I really, really love the “Long Live John Walt” jacket that Saba wore on his tour. That same weekend that I was in LA for the Grammys, John Walt — Walter — was stabbed downtown right outside the L at 3 in the afternoon and he died. He was talking on the phone to his mom. I only met him once but he was the nicest guy ever, like so nice and so quiet and had such a good energy about him. Half of Chicago was out in LA and half of us were in Chicago just trying to figure out how to deal with this. And Saba — it was two weeks before he was going on his first headlining tour — one of his musical collaborators, one of the founders of the pivot gang, his cousin, someone that he loves is just gone.
When I heard about it, I had the weirdest impulse I knew I just had to make a John Walt jacket for Saba and I did. I made it in the speed of light and it was the craziest thing … a few days after his tour started, Saba texted me and said that this jacket has so much power, “I feel like I’m wearing a suit of armor.” That was the first time that my art felt important to me at all, I think that’s when I started calling it art.

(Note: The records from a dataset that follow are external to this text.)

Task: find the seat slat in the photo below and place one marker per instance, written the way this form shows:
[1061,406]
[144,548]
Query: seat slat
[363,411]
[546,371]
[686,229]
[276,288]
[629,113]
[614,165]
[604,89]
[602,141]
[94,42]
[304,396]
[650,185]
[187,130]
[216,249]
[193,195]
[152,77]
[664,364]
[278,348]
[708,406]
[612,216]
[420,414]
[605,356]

What’s the dream future for you and your art?
I want to be an artist, man. I want to be able to one day be able to make a living off of my ideas — however that manifests itself. I do still work for trades — the nice thing will be when I’m able to show all the people the trades that I’ve been working on, man that’s going to be quite a reveal.
I’m cashing in my trades — there are a lot of artists in Chicago that are working on this with me … I’m trading art for art honestly with the intention of making more art so we can show off a little bit. Why not? We deserve it. Dreams don’t come easy; you’ve got to work hard for that shit!
Do you want your jackets to hang in museums?
You know how the last time we talked I said that these were my goals and then I reached those goals? And now I’m [thinking] “Oh shit, what are my goals now?” So I have two new goals: I’d like to dress someone from Chicago for the Met Gala — Lena [Waithe], the comedy writer from Chicago that would be amazing, I’d love to make something for her — and I’d love to have an exhibit at the MCA or somewhere that’s got all these mannequins with my jackets and the big beautiful photos that people always take of them.
[I’d love to] get the museum to handle asking people for them back and seeing the condition of them — like the ones that have been really worn and the ones that haven’t. I think it’s really interesting. What is people’s relationship to these things? Is it clothing? Is it art? You know, that really fun existential question of “what is art.” I think it will be cool to see how people interacted with it — like a sign of wear is not a bad thing for what I’m doing. It’s meant to be visceral and experienced; it’s mean to be yours. Some people hang it up and I appreciate the respect that people give it, like Saba did that at first and then he just started wearing it like every damn day because he loves it and he feels good in it and I love that too. I think a retrospective of all the jackets someday [would be amazing]. Also I’d like to design a [Chicago] Bulls jersey someday! So now I just have to keep doing what I’m doing and make sure that the right people get the right things.